# Absenteeism at work 

Problem definition: predict the time of absence of an employee knowing some information on the reason of absence or the type of person. 

## Supervised machine learning

**Goal:** predict the time in hours of absenteisme. In the context of the problem we don't really need to get the time down to the minute but rather a global estimation of: is this employee going to be absent for 1/2 day or rather 2 days? 

**Type of supervised learning:** I will use classification model such as Decisiion Tree to get a prediction on the range of absenteeism. Decision Tree model will allow to deal with categorical data because I have many of them in the dataset.

Though regression model would work on the target type of data, I will keep it as a way for improvement if classification models fail. 

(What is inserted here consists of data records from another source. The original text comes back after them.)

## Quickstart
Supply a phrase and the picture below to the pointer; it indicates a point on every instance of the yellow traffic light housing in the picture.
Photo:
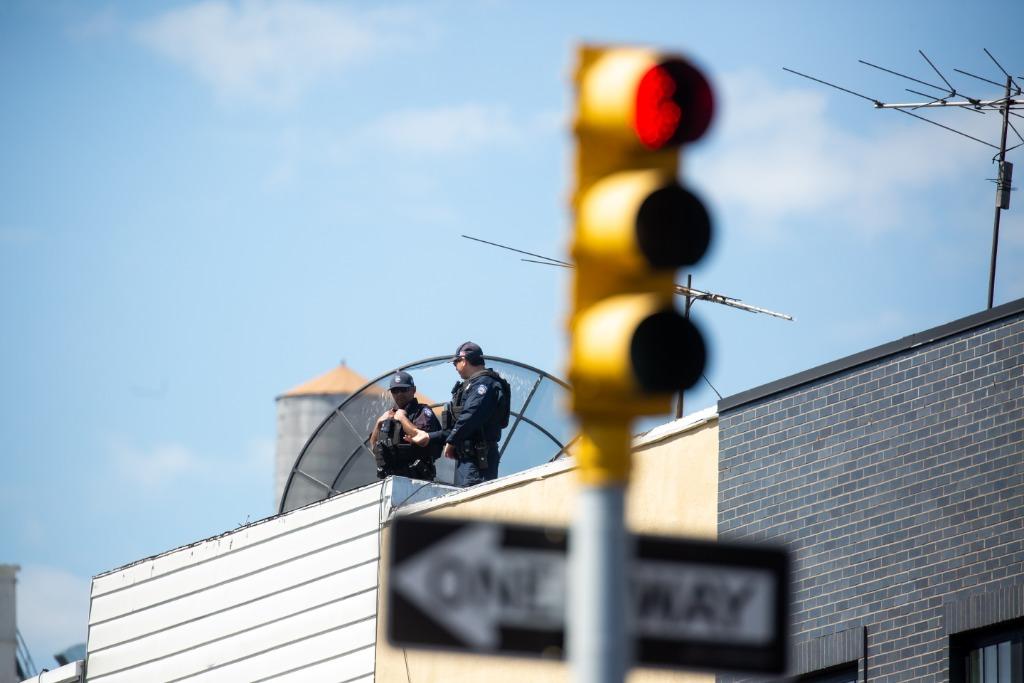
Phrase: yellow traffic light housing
(635, 225)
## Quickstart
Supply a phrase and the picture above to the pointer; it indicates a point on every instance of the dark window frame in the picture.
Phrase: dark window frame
(962, 644)
(844, 673)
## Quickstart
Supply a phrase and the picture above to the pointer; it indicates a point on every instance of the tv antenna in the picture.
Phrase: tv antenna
(1007, 105)
(692, 296)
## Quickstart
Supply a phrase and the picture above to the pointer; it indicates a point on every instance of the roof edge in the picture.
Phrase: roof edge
(862, 357)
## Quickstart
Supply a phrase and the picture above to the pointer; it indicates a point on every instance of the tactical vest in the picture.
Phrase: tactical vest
(502, 411)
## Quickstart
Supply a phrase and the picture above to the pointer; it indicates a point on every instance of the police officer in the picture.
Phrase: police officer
(478, 412)
(416, 456)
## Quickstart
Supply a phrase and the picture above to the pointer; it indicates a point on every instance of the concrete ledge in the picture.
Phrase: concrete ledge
(1008, 309)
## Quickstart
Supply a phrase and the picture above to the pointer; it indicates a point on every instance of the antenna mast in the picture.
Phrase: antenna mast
(1007, 105)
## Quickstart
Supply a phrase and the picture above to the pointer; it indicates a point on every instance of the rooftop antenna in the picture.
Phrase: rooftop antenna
(1009, 105)
(692, 296)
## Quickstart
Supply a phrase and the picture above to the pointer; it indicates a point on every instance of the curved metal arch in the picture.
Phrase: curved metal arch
(430, 361)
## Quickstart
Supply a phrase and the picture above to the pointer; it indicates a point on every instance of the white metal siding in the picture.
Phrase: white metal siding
(292, 598)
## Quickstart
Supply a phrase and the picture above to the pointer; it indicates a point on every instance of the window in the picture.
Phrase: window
(989, 655)
(844, 674)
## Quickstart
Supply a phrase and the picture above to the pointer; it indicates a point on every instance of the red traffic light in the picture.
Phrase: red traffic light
(674, 104)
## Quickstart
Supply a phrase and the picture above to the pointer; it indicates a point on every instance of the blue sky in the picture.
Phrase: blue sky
(204, 204)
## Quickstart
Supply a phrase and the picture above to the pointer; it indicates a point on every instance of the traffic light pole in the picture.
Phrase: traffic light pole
(599, 644)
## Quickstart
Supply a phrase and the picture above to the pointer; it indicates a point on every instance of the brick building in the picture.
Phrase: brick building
(896, 476)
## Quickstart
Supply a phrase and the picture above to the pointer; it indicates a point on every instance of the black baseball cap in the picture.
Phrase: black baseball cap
(401, 380)
(471, 351)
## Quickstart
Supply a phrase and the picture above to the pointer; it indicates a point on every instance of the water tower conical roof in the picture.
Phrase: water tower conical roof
(341, 379)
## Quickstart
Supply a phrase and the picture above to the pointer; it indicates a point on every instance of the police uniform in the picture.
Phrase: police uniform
(404, 459)
(423, 418)
(476, 429)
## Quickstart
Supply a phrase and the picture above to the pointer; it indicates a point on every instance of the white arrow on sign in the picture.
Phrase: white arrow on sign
(472, 586)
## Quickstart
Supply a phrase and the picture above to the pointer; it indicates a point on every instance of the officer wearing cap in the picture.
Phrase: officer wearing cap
(477, 413)
(416, 455)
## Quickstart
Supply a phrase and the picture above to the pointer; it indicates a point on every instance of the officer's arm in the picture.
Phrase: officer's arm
(474, 413)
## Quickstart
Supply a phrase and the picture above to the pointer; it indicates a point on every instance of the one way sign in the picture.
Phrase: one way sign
(494, 588)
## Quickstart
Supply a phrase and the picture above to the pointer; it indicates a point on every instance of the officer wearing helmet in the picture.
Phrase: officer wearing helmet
(478, 412)
(398, 439)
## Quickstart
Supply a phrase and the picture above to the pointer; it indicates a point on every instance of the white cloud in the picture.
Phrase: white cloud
(446, 130)
(782, 157)
(262, 50)
(880, 327)
(52, 610)
(18, 236)
(156, 467)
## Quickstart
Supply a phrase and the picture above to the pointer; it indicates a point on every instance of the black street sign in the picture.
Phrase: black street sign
(494, 588)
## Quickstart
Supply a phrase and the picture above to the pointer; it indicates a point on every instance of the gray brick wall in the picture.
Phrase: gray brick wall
(898, 484)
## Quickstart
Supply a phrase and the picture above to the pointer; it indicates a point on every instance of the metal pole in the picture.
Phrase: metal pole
(998, 183)
(680, 402)
(599, 646)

**Preprocessing and modelling tasks:** 
- [x] Drop id column which is irrelevant for modelling
- [x] Check types of columns an ensure the categorical data are well identified
- [x] Check for multicollinearity and drop columns with high correlation
- [x] Check distribution and choose the right scaling method
- [x] Check for balance of dataset and over/under sampling if needed
- [x] Create train/test samples 
- [x] Build Decision tree model 
- [x] Check performance of model using accuracy score, visualize confusion matrix using heatmap 

In [None]:
import pandas as pd
import numpy as np
import matplotlib.pyplot as plt
import seaborn as sns

%matplotlib inline
sns.set()

In [None]:
df = pd.read_csv('../data/absenteeism_clusterized.csv')
print(df.shape)
df.head()

In [None]:
# Splitting dataset into features and target dataframes

X = df.drop('absenteeism_bins',axis=1).copy()
print(X.shape)

y = df.absenteeism_bins
print(y.shape)

__________________________
## Preprocessing

In [None]:
# Dropping Id columns because it has no impact on predicting the time of absence
X.drop('id', axis=1, inplace= True)

In [None]:
# Convert categorical dtypes to object

X[['reason_for_absence',
   'month_of_absence',
   'day_of_the_week',
   'seasons','cluster']] = X[['reason_for_absence',
                              'month_of_absence',
                              'day_of_the_week',
                              'seasons','cluster']].astype(object)
X.dtypes

In [None]:
# Checking dtype of target 

y.dtype

In [None]:
# Checking multicollinearity through data visualization

sns.heatmap(abs(X.corr().round(2)), annot=True);

In [None]:
# Checking multicollinearity between numeric columns using VIF metrics

from statsmodels.stats.outliers_influence import variance_inflation_factor as VIF

def drop_check_vif(column, X):
    if column:
        X=X.drop(column, axis=1)
    vifs=pd.Series([VIF(X.values,i) for i in range(X.shape[1])],index=X.columns)
    display(vifs[vifs>10])
    return X

In [None]:
# Creating a list of col to drop for multicollinearity (numeric columns)
col_drop = []
X_num = X._get_numeric_data()

In [None]:
col_drop.append('hit_target')

X_num = drop_check_vif(col_drop[-1], X_num)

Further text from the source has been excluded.